Solomon’s story is just painfully uninteresting. Some good actors do their best to liven up a pretty run-of-the-mill haunting tale. An American Haunting is insufferably boring and lame. The first half is also exceedingly repetitive, as we watch the spirit creep into Betsy’s room and beat the daylights out of her. I don’t know how many times Solomon expects us to still be entertained, let alone scared, by just repeating this scene verbatim. Apparently, if a ghost keeps smacking you it won’t wake up the people sleeping right beside you. I always did wonder. An American Haunting is lackluster and boring, but it’s the arbitrary current day scenes that open and close the film that makes it truly awful. A modern-day mommy discovers Richard’s diary of the haunting and sits herself down for a good read. Then once she gets to the end she sends her little daughter off to spend time with her ex-husband/daughter’s father.

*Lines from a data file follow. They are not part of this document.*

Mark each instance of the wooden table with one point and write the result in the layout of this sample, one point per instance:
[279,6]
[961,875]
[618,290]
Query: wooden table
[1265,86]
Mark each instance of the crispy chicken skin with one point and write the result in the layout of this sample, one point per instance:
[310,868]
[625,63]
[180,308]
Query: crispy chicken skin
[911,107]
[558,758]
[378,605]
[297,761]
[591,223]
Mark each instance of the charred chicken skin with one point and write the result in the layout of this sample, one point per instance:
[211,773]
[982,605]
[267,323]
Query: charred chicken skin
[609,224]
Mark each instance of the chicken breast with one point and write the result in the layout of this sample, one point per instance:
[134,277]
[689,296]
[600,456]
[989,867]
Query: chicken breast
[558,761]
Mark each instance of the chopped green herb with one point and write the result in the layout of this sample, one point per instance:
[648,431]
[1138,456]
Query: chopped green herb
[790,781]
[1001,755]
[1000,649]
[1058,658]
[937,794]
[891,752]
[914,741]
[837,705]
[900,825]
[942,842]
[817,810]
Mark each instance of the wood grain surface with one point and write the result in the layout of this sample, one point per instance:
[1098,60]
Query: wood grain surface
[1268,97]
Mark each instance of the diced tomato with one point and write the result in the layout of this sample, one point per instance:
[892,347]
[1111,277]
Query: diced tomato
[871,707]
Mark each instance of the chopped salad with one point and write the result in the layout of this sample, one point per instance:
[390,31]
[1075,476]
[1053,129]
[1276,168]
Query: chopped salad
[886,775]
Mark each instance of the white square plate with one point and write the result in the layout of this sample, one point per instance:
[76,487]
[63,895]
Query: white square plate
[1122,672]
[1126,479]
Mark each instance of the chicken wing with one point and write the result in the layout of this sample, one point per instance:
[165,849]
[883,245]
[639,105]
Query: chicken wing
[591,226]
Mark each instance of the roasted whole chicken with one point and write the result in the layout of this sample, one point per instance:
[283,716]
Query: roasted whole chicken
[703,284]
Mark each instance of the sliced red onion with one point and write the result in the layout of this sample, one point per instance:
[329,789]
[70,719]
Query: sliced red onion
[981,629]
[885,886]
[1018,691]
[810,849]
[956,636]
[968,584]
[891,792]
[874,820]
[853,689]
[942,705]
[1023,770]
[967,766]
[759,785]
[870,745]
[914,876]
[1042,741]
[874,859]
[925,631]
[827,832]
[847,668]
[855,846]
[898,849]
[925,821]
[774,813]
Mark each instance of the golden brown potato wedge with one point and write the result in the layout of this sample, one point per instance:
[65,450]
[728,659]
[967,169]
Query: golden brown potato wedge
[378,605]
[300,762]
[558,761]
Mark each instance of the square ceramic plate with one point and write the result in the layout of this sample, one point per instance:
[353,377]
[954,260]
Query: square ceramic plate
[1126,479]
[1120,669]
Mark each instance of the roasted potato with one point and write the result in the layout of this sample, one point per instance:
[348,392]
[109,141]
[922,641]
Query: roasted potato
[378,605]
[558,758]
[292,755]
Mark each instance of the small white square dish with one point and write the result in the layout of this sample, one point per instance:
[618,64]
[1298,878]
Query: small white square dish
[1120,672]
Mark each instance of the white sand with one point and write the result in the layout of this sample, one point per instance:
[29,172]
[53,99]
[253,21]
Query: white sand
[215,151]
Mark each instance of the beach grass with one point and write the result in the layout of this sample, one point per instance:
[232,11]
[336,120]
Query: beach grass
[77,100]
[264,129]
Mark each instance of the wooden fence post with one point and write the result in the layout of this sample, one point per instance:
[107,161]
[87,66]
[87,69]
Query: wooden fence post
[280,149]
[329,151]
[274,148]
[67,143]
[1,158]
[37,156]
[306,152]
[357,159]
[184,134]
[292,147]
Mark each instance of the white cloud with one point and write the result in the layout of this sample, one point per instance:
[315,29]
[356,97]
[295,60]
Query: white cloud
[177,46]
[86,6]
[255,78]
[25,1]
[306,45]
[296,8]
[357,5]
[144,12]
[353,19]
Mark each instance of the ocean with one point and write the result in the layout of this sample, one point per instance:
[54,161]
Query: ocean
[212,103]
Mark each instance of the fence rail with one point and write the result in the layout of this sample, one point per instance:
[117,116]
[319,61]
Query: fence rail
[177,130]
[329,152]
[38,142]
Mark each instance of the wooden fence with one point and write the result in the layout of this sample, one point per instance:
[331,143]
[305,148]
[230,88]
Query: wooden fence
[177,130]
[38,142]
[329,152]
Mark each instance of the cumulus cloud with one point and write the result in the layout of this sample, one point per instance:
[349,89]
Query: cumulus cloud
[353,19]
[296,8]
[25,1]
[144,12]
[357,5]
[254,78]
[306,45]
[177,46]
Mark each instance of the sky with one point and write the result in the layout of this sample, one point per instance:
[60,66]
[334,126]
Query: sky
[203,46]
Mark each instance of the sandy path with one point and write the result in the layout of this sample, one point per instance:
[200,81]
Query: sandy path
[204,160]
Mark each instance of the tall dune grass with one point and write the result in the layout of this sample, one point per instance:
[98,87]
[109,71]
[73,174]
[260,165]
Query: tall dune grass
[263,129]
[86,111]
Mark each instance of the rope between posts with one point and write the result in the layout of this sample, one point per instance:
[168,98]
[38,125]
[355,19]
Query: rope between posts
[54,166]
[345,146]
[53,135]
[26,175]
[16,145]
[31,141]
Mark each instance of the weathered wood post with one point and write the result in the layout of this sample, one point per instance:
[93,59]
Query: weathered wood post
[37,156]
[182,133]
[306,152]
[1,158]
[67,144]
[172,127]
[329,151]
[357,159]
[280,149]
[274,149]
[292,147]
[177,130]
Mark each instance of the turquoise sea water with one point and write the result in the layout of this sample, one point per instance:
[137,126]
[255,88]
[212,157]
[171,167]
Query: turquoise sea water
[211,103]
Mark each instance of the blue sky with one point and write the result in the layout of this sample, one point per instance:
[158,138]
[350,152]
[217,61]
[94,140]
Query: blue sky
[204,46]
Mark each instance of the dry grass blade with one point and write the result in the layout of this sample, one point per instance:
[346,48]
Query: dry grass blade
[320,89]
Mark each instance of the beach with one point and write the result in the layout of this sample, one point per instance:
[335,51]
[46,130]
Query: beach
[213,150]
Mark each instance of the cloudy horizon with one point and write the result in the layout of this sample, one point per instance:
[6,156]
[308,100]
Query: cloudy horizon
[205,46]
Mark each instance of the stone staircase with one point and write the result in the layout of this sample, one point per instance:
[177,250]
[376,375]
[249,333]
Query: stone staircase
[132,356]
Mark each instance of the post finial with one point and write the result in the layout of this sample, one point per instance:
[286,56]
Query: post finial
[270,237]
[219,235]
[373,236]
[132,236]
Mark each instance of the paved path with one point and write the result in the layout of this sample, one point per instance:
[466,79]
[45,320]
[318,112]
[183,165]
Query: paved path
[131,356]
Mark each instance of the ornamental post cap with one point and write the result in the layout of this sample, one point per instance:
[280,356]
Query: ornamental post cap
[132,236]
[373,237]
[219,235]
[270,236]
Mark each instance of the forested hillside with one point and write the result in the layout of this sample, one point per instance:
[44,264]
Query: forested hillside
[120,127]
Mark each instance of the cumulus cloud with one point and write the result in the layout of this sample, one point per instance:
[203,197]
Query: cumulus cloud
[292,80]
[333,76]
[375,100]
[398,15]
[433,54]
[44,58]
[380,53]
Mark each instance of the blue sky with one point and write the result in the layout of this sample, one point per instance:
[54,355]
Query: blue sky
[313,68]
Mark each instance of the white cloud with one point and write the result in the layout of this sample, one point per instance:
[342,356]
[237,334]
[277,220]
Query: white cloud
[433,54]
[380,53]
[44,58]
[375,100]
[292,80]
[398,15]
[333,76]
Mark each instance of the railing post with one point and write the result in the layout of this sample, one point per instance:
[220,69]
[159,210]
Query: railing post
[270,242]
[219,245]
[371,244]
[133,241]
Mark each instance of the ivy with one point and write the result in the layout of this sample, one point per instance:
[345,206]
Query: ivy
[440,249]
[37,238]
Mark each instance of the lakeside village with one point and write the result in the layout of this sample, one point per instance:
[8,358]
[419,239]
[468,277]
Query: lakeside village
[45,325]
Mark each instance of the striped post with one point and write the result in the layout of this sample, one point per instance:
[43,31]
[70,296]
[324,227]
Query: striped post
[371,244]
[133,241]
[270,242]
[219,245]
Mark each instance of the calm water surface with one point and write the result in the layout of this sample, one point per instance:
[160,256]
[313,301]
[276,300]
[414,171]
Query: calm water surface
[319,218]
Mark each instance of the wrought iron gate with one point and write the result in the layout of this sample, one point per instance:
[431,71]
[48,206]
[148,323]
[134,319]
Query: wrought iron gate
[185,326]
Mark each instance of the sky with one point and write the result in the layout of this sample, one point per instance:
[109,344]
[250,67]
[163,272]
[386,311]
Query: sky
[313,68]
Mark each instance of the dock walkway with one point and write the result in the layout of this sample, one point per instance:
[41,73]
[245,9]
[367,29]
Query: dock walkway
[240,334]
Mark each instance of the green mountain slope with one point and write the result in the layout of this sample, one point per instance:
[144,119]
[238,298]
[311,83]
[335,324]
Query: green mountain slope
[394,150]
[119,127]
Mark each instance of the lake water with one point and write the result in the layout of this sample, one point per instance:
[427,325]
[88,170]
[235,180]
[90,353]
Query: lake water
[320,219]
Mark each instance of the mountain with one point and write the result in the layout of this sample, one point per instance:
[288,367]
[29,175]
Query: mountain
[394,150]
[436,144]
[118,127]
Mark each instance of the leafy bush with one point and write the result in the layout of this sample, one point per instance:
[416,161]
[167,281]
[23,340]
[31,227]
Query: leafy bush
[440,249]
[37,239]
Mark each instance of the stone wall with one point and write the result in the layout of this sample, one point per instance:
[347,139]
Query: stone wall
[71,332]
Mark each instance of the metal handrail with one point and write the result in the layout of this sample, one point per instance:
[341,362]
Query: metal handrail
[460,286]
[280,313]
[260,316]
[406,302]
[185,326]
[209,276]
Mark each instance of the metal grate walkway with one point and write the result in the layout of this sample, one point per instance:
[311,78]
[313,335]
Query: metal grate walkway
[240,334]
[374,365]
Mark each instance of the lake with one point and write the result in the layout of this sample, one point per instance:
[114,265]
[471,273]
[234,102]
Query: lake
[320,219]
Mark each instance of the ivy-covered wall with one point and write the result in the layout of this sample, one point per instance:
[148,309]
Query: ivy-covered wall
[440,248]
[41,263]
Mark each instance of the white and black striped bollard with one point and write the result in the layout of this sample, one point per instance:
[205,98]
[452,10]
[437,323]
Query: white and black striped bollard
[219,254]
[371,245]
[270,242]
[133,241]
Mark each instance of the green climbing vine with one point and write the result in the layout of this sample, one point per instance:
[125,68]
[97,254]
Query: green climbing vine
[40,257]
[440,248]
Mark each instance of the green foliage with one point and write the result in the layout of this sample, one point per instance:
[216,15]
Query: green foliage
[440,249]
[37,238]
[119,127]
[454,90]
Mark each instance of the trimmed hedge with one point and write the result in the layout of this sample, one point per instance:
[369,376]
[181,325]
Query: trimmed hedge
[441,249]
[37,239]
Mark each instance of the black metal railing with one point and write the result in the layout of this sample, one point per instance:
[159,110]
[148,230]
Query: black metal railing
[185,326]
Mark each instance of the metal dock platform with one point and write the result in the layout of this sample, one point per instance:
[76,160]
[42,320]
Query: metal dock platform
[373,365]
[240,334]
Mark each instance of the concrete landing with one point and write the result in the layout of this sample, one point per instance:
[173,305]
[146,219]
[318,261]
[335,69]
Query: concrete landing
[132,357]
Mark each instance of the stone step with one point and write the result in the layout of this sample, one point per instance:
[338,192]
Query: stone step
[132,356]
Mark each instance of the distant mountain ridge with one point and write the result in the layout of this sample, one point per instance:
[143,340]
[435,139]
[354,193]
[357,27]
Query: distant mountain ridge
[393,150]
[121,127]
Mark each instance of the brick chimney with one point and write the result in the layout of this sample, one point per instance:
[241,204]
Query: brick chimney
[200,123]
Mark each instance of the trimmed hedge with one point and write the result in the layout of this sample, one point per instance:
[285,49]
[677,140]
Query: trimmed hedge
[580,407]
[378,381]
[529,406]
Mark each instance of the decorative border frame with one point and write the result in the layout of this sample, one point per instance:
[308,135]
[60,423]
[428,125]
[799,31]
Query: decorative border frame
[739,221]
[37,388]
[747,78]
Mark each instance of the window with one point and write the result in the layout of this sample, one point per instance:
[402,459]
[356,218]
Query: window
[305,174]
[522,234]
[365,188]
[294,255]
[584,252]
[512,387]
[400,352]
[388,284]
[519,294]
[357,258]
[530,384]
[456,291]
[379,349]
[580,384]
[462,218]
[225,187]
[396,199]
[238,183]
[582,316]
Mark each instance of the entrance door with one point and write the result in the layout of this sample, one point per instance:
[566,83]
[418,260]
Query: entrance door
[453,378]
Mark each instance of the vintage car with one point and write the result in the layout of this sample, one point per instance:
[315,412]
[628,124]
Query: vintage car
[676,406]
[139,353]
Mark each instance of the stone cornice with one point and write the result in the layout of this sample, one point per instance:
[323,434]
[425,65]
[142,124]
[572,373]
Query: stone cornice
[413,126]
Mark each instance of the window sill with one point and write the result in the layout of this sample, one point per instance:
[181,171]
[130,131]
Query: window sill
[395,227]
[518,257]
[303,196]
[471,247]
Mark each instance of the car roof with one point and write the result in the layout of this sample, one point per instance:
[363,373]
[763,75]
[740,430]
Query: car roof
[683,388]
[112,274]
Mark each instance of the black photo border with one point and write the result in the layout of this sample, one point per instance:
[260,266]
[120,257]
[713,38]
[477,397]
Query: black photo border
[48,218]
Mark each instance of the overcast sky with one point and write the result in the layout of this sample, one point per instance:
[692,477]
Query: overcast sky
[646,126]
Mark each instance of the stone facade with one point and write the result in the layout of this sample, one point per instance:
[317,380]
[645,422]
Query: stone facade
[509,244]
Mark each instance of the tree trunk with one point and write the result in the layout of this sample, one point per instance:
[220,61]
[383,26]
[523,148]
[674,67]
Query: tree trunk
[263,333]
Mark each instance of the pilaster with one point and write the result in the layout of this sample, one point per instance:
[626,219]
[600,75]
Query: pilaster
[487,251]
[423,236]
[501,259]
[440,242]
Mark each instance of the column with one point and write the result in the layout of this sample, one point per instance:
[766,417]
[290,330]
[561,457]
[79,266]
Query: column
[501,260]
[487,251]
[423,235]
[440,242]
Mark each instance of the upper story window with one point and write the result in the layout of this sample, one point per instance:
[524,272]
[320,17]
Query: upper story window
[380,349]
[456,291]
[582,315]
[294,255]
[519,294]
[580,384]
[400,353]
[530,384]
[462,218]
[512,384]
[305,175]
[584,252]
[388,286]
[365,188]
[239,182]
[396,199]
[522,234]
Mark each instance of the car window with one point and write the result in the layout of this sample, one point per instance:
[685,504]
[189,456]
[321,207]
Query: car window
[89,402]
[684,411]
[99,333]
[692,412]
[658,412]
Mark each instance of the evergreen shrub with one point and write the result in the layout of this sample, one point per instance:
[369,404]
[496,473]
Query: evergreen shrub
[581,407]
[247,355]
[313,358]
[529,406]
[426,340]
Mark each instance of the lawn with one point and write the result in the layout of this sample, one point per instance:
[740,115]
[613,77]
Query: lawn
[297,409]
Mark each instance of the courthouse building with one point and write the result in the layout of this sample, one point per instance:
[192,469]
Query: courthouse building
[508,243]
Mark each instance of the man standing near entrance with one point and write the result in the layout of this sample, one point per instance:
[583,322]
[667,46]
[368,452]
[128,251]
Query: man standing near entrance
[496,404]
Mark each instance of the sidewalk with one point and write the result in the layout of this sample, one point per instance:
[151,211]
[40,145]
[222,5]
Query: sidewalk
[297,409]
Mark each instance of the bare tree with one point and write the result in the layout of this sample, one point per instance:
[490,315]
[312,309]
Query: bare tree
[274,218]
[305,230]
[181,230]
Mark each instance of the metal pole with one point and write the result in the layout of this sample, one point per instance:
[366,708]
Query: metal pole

And then Betsy’s protector spirit pops up in the car, looking very sad as she’s driven away. An American Haunting is trying to make us connect that the modern-day woman’s husband is molesting her daughter, but the movie expects you to make a lot of jumps to get there. I don’t think “spirit pointing” will hold up in the court of law. And truly, if the Betsy protector spirit was really trying to be helpful, shouldn’t it be less vague and just spell it out? These modern segments feel tacked on and needless if the whole of the film is spent on the 19th century ghost story. An American Haunting requires gobs of text at its conclusion to explain that it was, technically, a ghost story by its new and expanded definition.
The only nod I can give Solomon and his tale is that they cover my number one complaint of all haunted house movies: why the hell don’t the people just leave? Your house is haunted with the spirits of the damned, so you’re just going to wait it out? MOVE people. Find another place to live! An American Haunting features a spirit that can travel outside the bounds of its house and attack carriages, no less.
An American Haunting is marketed as a true-life ghost story, the only in our nation’s history where a murder was credited to a spirit. However, this movie doesn’t have the foggiest idea how to scare an audience beyond stagy high school theatrics. It’s not a ghost story, unless you swallow whole the film’s flimsy recanting of what a ghost is, it doesn’t feature a murder by haunting, and it isn’t even true, unless you can additionally swallow ye olde folksy, biased medical accounts. I’m sorry, but I don’t buy this. This movie isn’t so bad that it’s funny; it’s just boring. People as a whole should steer clear from this dull, amateurish fright flick. The only screams you’ll hear during An American Haunting are unintentional laughter.